But in real life, love is complicated. Female frogs face countless suitors. So Lea and Ryan wondered: Would a female really always pick the male that scored highest on the froggy love-call meter?
To find out, they put female frogs in a room with some loudspeakers. From one speaker the scientists played a recording of frog call that had a really fast rate. But other features in this voice were less attractive.
Then the researchers played a second, different call for the female frogs. This voice was more attractive, but it was slower. The ladies had to make a choice.
"They have two traits to evaluate," Lea explains. "They have the call rate and they have the attractiveness of the call."
The female frogs consistently picked speed. They seemed to like the fast guy best — they crawled toward that speaker.
They researchers then repeated the experiment, but this time added a third option: a frog with a voice that was as attractive as the previously rejected option. But it was slower — very, very, very slow.
Though the females didn't pick this loser, his mere presence had a profound effect.

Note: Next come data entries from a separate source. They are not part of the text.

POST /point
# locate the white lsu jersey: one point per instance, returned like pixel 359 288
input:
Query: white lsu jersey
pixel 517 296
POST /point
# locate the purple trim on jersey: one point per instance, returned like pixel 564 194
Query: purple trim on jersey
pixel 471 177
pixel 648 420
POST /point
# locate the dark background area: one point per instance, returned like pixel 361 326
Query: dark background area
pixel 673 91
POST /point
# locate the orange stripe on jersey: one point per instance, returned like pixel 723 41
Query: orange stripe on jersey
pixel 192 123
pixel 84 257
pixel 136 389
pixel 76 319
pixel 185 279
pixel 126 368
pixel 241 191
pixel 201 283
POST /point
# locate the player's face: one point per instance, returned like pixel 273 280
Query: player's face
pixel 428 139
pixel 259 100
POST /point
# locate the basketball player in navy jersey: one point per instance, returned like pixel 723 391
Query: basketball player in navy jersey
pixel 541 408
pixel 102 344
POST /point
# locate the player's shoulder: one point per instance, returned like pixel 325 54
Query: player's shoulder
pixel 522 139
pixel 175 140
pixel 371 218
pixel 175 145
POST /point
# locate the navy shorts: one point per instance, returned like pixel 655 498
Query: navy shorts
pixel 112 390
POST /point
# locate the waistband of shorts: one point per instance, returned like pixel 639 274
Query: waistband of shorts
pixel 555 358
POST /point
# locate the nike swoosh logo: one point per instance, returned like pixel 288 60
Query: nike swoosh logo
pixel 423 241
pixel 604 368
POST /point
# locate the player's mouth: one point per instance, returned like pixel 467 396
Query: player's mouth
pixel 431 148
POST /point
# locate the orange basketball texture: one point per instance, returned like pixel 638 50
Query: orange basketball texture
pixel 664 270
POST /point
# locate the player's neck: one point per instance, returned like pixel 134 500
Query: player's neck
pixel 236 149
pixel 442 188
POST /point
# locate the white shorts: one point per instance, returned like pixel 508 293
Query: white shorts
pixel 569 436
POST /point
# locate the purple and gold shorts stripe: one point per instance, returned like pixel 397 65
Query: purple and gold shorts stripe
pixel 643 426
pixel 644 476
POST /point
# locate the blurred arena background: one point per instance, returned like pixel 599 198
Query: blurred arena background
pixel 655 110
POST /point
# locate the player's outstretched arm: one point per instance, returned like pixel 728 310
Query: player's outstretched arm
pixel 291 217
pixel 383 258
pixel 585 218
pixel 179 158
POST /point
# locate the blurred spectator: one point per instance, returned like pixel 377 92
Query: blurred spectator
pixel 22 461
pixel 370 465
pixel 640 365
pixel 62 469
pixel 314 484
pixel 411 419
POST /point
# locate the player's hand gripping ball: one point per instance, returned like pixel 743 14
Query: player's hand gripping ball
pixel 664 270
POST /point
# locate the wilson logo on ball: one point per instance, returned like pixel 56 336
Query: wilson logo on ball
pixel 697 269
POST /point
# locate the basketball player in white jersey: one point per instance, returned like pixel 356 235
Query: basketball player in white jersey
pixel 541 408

When he was around, the superfast guy did not win. Instead, females picked the frog they had rejected the first time around.
"They actually switch their preferences," says Lea. "So now call rate is no longer the most important thing."
They reported the finding Thursday in the journal Science. And it seems to make no sense. It's the latest example of something called the "decoy effect" — that's when adding a third, inferior option inexplicably results in the rejection of the best choice.
Scientists see the decoy effect in all sorts of decision-making — among humans and other animals, too, says David Stephens, a behavioral ecologist at the University of Minnesota.
He says it happens "in hummingbirds and bees. And the most stunning example is actually not an animal at all, but in a slime mold." (In the studies of slime mold, the organism was trying to pick the best place to grow and eat.)
What's interesting about this frog study, says Stephens, is that it found the decoy effect in something as crucial as picking a mate. "Mate choice is, for many people, the gold standard decision," says Stephens.
Lea says she really wants to understand what is going on with these frogs — are they really making an epic mistake? Maybe they're just being smart about love in ways we don't understand.